The default parallel box plot chart summarizes both the clusters and the variables within them. For example, the Multivariate Clustering tool was run on census tracts to create four clusters. From the chart below, notice that cluster 2 (red) reflects tracts with about average rents, the highest values for female-headed households with children (FHH_CHILD), the highest values for number of housing units (HSE_UNITS), and the highest values for children under the age of 5. Cluster 4 (goldenrod) reflects tracts with the highest median rents, almost the lowest number of female-headed households with children and more than the average number of housing units. Cluster 3 (green) reflects tracts with the fewest female-headed households with children, the fewest children under the age of 5, fewest number of housing units and almost the lowest rent (not as low as cluster 1). Hover over each node of the mean lines to see the cluster's average value for each Analysis Field.
After inspecting the global summary of the analysis with the parallel box plots above, you can inspect each cluster's box plots for each variable by switching to Show as multiple box plots in the Chart Properties pane. With this view of the data, it is easy to see which group has the highest and lowest range of values within each variable. Box plots will be created for each cluster for each variable so you can see how each cluster's values relate to the other clusters created.

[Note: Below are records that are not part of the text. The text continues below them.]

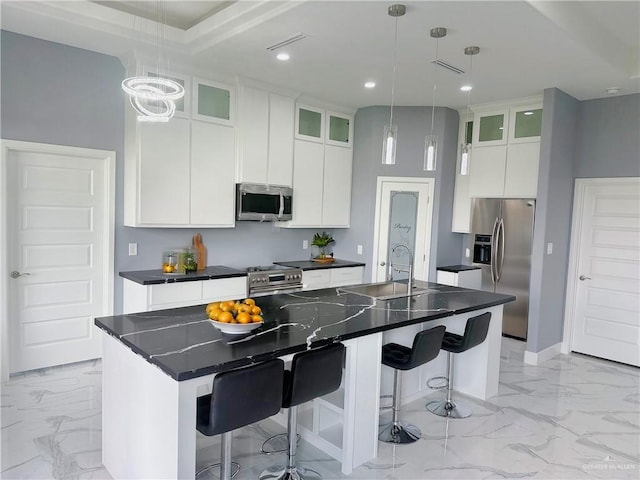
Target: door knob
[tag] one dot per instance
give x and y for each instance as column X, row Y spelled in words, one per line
column 16, row 274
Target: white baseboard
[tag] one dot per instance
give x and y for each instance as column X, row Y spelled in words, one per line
column 536, row 358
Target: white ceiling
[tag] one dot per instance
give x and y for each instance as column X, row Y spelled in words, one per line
column 581, row 47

Hover over each variable's box plot to see the Minimum, Maximum, and Median values for each variable in each cluster. In the chart below, for example, you see that Cluster 4 (gold) has the highest values for the MEDIANRENT variable and contains tracts with a range of values from 354 to 813.
A bar chart is also created showing the number of features per cluster. Selecting each bar will also select that cluster's features in the map, which may be useful for further analysis.

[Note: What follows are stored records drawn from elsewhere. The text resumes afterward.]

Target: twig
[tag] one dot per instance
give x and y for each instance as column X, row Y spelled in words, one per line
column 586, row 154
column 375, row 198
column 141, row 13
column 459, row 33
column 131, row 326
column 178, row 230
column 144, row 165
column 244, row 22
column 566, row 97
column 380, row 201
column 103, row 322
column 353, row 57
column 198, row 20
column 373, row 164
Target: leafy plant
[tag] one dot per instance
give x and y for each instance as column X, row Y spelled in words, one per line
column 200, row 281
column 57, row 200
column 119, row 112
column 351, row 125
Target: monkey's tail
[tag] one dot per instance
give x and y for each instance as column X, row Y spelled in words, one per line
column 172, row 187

When you leave the Number of Clusters parameter blank, the tool will evaluate the optimal number of clusters based on your data. If you specify a path for the Output Table for Evaluating Number Clusters, a chart will be created showing the pseudo F-statistic values calculated. The highest peak on the graph is the largest F-statistic, indicating how many clusters will be most effective at distinguishing the features and variables you specified. In the chart below, the F-statistic associated with four groups is highest. Five groups with a high pseudo F-statistic would also be a good choice.
While there is a tendency to want to include as many Analysis Fields as possible, for the Multivariate Clustering tool, it works best to start with a single variable and build. Results are easier to interpret with fewer analysis fields. It is also easier to determine which variables are the best discriminators when there are fewer fields.
In many scenarios, you will likely run the Multivariate Clustering tool a number of times looking for the optimal Number of Clusters and most effective combination of Analysis Fields that best separate your features into clusters.
If the tool returns 30 as the optimal number of clusters, be sure to look at the chart of the F-statistics. Choosing the number of clusters and interpreting the F-statistic chart is an art form, and a lower number of clusters may be more appropriate for your analysis.
Jain, A. K. 2009. "Data Clustering: 50 years beyond K-Means." Pattern Recognition Letters.
Hinde, A., T. Whiteway, R. Ruddick, and A. D. Heap. 2007. "Seascapes of the Australian Margin and adjacent sea floor: Keystroke Methodology." in Geoscience Australia, Record 2007/10, 58pp.